C’était toujours un moment particulier, quand ils programmaient une nouvelle séquence, d’entendre les chevrons, de voir ce tourbillon bleu qui promettait maintes aventures.
Mais cette fois-ci, la porte s’activa toute seule. Il était impossible d’interrompre une ouverture, si bien que la base passa en alerte. Les militaires armés prenaient place prêt à faire feu sur les intrus.

Il y eut un moment de flottement quand les humains découvrirent leurs nouveaux visiteurs. Ceux-ci avaient la taille de petits enfants, ils ne devaient même pas leur arriver aux genoux. Ils avaient la peau verte, mais leurs veines apparentes semblaient luire.. L’un d’eux avait la peau parcheminé, il fit quelques pas pour se détacher du petit groupe de ses compatriotes.
Il prononça un discours dans sa langue, tout en agitant les mains pour se faire comprendre.

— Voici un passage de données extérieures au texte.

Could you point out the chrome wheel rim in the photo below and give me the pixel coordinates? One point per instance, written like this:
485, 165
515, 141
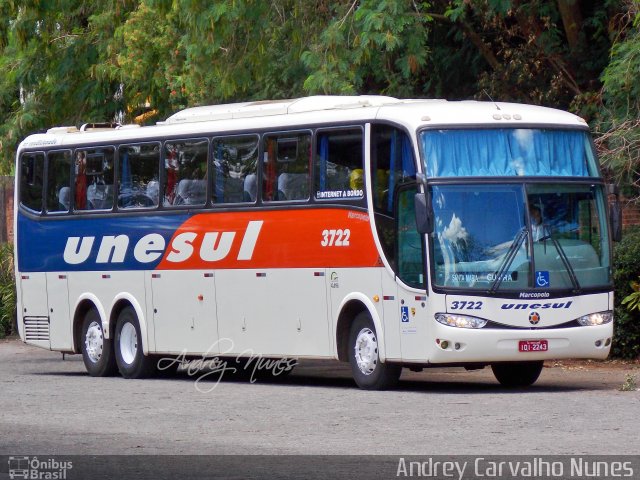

Allan, le linguiste, n’en fit qu’à sa tête et pénétra dans la salle de la porte pour aller se placer non loin de leur visiteur. Il essaya quelques dialectes, avant qu’ils n’en trouvent un qui leur permettent de communiquer de manière approximative.

“Ce sont les calareniens, ils veulent nous remercier pour avoir libéré le peuple de l’influence go’a’uld.” Fit Allan en regardant le général et son équipe derrière la vitre blindée.
“Très bien, très bien, docteur Bact, dites leur que nous sommes contents de les avoir aidé.”
“Non, vous n’avez pas com…”

Mais il fut interrompu par une nouvelle activation de la porte, ce qui fit pester le général sur cette maudite technologie alien. De la porte, sortit un énorme cadeau qui était à peine plus petit que la porte des étoiles en elle-même.
Le petit peuple gris disparut sitôt que le cadeau qui flottait sur un traîneau à gravité zéro eut totalement émergé.

Allan était déjà en train de découper à l’aide d’un petit canif laser une ouverture dans le colis au mépris total de la sécurité. Mais son regard émerveillé attisa la curiosité de tous.